‘Season of Migration’ @ Grove Collective
Grove Collective’s current group show Season of Migration features the work of artists Christian Camacho, Francisca Sosa López, and Gresham Tapiwa Nyaude, and aims to explore the state of the relationship between old world centres and their globalised, postcolonial counterparts. In a world that has been entirely redefined in recent memory, how have these relationships been recast along cultural, economic, and social lines in the new world order? Derived from the title of the classic 1966 postcolonial novel Season of Migration to the North by Tayeb Salih, Season of Migration draws into dialogue the work of three artists whose careers have brought them to occupy the amorphous, often fluid middle-ground between centre and periphery.

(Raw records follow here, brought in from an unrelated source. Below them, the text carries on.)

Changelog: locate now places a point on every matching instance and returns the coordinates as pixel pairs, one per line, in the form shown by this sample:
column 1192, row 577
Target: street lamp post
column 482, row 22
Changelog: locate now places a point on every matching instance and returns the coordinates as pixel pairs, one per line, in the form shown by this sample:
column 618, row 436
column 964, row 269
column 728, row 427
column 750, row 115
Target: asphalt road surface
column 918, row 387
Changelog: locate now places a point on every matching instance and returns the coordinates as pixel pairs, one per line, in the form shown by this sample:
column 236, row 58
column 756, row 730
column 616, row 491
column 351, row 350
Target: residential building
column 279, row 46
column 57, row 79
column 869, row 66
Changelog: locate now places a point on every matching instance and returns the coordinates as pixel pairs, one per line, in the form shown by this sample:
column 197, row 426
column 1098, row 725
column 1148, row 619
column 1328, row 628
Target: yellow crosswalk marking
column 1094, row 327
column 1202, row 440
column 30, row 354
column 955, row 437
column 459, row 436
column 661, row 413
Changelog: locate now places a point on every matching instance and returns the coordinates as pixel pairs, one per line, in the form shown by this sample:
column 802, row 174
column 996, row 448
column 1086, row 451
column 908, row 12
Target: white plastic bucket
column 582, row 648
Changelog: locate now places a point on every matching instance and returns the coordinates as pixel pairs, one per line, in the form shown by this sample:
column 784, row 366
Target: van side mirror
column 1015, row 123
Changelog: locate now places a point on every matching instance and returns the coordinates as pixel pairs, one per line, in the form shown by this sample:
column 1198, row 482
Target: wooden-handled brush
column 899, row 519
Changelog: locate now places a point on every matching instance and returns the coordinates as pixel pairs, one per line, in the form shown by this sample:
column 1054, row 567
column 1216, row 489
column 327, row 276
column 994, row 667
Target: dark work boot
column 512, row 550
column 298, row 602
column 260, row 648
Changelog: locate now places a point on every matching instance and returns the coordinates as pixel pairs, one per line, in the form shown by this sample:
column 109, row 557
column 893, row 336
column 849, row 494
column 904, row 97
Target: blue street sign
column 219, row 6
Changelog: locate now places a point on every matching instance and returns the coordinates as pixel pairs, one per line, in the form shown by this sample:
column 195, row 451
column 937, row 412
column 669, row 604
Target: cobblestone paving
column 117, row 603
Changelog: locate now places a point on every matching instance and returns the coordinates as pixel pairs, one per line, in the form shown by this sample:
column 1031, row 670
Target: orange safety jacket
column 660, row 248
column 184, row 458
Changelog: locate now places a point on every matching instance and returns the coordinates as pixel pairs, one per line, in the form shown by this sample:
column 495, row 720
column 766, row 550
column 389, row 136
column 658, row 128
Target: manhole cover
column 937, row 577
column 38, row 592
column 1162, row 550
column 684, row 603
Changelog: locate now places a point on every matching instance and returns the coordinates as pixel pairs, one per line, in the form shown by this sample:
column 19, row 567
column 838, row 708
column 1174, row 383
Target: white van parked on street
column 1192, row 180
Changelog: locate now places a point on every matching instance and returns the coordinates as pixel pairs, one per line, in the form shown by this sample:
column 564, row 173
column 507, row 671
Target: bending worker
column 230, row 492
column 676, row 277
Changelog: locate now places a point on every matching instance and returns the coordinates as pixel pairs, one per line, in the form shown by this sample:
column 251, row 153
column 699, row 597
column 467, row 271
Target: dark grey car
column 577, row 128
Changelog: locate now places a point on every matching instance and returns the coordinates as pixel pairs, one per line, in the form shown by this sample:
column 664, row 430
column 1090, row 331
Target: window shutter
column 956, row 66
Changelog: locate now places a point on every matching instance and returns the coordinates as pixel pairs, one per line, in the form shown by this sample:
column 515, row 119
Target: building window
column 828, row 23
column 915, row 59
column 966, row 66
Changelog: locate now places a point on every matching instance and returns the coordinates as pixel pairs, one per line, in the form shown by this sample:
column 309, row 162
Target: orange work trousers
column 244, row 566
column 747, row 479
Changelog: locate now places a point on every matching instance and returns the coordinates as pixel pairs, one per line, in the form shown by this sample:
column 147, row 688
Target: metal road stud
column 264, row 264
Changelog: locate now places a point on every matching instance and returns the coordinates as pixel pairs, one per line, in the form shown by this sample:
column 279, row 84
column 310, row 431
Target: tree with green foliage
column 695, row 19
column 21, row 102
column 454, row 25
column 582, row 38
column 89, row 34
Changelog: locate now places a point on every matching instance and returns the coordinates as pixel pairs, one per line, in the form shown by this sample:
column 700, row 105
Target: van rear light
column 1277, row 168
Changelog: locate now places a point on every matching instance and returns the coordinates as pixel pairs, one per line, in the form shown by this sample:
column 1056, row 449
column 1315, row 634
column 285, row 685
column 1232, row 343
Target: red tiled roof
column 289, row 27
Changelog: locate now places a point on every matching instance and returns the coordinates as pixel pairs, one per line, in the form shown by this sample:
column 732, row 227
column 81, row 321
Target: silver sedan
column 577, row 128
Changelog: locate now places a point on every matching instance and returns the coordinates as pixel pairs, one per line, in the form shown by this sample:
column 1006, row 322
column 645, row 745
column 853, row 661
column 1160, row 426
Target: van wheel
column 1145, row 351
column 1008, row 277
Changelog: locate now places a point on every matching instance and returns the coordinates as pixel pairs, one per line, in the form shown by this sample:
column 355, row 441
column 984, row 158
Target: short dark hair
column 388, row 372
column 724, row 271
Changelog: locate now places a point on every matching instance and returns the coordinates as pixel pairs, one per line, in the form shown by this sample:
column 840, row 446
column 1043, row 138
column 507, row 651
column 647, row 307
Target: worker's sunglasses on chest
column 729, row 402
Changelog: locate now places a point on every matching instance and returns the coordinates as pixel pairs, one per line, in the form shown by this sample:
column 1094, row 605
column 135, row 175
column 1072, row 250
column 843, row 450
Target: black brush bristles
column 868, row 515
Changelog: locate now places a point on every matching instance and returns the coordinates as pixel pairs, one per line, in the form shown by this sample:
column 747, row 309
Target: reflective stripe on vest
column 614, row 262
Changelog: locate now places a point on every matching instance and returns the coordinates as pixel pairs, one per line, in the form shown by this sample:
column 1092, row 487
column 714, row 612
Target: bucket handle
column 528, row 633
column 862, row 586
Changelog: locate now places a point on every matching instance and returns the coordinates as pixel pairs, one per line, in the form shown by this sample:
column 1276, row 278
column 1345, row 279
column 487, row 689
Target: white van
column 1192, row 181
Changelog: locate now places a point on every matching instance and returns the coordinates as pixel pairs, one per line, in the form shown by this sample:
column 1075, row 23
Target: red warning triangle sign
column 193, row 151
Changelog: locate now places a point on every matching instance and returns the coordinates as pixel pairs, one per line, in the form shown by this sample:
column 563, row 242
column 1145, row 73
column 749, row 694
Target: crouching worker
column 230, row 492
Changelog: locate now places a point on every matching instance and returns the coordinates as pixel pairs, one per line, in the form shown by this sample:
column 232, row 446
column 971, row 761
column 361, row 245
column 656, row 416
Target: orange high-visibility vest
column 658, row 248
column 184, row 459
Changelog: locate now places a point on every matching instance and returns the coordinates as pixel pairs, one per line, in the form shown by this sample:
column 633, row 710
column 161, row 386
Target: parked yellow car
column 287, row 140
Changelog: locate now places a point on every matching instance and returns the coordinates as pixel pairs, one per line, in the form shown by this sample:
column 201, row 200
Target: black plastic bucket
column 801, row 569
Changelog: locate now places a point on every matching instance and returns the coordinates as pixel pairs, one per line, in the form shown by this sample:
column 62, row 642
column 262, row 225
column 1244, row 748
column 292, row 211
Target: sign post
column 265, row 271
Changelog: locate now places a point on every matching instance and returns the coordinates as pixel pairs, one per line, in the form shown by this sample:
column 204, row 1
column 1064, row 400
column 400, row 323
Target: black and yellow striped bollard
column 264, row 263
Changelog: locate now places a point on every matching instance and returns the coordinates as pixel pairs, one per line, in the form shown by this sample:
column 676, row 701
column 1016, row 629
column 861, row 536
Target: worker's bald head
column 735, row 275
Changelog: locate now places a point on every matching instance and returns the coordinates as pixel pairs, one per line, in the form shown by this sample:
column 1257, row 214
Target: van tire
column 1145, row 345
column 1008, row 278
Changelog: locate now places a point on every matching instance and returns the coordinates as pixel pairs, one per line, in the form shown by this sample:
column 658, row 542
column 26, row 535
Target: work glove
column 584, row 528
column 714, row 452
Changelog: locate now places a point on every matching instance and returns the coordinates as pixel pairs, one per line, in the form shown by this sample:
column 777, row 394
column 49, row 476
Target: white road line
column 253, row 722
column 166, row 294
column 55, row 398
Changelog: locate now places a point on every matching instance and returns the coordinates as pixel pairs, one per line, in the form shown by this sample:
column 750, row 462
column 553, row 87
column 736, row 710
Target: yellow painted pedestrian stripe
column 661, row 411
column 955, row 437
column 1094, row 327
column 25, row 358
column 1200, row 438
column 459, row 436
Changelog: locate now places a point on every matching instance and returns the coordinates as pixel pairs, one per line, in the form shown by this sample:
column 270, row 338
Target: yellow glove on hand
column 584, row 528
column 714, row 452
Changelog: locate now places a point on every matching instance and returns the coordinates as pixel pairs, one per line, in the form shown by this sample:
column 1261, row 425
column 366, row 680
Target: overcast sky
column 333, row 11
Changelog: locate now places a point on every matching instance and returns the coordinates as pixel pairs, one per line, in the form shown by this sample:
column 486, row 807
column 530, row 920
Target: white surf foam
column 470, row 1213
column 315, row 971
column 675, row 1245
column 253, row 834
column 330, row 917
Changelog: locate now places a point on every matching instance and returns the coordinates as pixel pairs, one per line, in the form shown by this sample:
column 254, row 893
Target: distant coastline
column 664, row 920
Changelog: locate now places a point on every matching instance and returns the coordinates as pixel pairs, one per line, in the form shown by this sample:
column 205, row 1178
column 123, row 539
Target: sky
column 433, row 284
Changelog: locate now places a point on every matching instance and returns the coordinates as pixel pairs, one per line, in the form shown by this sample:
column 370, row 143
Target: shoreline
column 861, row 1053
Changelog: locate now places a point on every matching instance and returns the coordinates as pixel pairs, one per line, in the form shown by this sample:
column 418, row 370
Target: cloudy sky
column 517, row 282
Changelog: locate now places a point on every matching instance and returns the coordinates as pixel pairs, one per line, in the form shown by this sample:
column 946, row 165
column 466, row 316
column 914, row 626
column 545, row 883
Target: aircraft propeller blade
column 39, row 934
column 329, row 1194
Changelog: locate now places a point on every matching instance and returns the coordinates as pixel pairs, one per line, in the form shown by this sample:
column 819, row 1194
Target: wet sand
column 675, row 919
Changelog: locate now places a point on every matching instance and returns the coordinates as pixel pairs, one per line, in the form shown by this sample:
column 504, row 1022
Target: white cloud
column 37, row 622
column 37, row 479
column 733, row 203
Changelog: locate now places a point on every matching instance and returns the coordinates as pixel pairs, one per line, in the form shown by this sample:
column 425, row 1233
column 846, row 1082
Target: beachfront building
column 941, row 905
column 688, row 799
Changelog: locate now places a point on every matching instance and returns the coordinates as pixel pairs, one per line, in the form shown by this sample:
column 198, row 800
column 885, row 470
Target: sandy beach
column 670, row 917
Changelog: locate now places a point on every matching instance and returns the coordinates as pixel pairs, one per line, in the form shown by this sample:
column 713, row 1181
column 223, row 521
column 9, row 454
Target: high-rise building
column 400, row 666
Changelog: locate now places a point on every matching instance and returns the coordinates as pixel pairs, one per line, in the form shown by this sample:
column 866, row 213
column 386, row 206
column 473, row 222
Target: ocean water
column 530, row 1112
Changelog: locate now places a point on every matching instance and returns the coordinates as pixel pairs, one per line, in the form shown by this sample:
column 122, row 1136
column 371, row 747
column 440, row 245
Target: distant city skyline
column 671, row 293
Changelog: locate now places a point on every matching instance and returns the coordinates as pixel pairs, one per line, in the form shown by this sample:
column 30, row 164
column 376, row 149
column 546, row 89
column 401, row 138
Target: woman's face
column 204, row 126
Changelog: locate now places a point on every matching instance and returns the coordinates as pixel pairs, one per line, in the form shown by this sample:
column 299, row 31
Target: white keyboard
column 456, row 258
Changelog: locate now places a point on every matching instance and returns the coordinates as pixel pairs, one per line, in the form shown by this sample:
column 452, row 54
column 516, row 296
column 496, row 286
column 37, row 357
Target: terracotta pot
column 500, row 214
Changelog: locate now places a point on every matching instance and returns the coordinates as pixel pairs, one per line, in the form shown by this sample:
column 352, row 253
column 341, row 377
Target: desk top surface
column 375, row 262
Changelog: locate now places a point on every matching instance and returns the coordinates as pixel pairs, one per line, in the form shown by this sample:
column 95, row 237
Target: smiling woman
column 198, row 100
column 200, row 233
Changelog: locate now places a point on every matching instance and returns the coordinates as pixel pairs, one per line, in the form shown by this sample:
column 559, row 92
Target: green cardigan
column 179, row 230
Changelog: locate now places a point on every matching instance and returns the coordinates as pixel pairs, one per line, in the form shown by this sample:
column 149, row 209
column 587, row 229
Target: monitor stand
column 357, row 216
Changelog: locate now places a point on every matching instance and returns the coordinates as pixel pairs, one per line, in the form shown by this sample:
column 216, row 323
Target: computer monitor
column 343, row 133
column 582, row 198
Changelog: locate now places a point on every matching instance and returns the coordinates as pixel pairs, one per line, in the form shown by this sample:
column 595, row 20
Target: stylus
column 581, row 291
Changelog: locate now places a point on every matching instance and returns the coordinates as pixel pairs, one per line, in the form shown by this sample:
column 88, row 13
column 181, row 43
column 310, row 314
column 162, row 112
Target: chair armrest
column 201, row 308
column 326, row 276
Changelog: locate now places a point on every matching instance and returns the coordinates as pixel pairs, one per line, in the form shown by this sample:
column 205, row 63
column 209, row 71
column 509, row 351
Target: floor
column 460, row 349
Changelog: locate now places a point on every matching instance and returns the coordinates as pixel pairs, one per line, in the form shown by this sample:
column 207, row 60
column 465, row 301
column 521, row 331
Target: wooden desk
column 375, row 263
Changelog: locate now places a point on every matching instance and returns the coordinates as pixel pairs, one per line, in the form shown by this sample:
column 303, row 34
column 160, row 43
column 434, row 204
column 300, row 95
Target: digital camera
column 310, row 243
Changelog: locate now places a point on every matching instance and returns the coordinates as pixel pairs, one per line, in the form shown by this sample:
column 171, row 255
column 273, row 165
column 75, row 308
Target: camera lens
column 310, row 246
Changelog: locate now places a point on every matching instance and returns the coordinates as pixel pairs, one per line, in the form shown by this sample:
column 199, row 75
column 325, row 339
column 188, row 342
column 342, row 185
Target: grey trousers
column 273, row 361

Chirstian Camacho, works in Mexico but was educated in London, Sosa Lopez is Venezuelan but was educated and is now working in London, and Tapiwa Nyaude is Zimbabwean but has exhibited extensively throughout America and Europe. Coming from these varied contexts, Season of Migration interrogates each artist’s products of living - both intellectually and literally – between traditional and emergent centres in today’s art world. Yet, Season of Migration rejects, and resists, the typical assertion of flows of culture and influence from centres to peripheries, by way of postcolonial paradigms, and rejects flows from peripheries to centres by way of colonial appropriation. Alternatively, this exhibition proposes a necessary reformulation of binary concepts of power and influence, rendering claims to legitimate “centres” obsolete.
Francisca Sosa Lopez’s work is informed by her country, Venezuela, and the various on-going crises there, particularly migration. Reflecting on these issues, Lopez’s paintings are based on her personal feelings and emotions, disappointment and affections to her country. Since 1999, under the presidencies of Hugo Chavez and Nicolas Maduro, millions of Venezuelans have emigrated from their native country due to the Bolivarian Revolution. This revolution, initially led by Chavez, has led to social decline following his death in 2013, with the political and economical situation rapidly deteriorating as a result. However, through her work, Lopez seeks to showcase what her native country means to her: its vibrancy, culture, colour, music and abundant nature. The works selected for Season of Migration feature scenes of nature abstracted into kaleidoscopes of colour, executed in luscious, thick brushstrokes. Frequently layering materials allows Lopez to use materiality as another form of expression.
Gresham Tapiwa Nyaude, born and raised in Harare, Zimbabwe, similarly paints in response to the issues in his own surrounding environment, much like Lopez. Nyaude simultaneously puts himself in conversation with broad ideas about art and the history of painting, drawing influence from Basquiat to Bacon. Oscillating between figuration, abstraction and hallucination, Nyaude draws inspiration from the restless energy of his hometown.
Defying characterisation, the figures populating Nyaude’s works are fantastical and vibrant. Nyaude paints curious and strange amalgams of creatures in an act of freeing himself, not only from the bounds of his upbringing, but also from the limitations of the human form.
Alongside the colourful, highly expressive work of both Nyaude and Lopez hang the most discreet, intricate works of Christian Camacho. Executed in a technique that seems to be related to pointillism, Camacho’s brush strokes are short and staccato, the resulting works resembling mosaics.
For Grove Collective, and the art world at large, this exhibition signals a timely and important turn towards a more global outlook. Season of Migration focuses not on how each artist shares in, repurposes or ignores, the norms of Western art, but rather how they are impacted by a range of influences, that might take from, share in or entirely disregard Western imperatives. Expanding our outlooks beyond that which is familiar, the viewer is encouraged to engage in a process of re-education and re-evaluation through engaging with these works.
Season of Migration was on view until October 30th 2021, but can be viewed via Grove Collective’s website.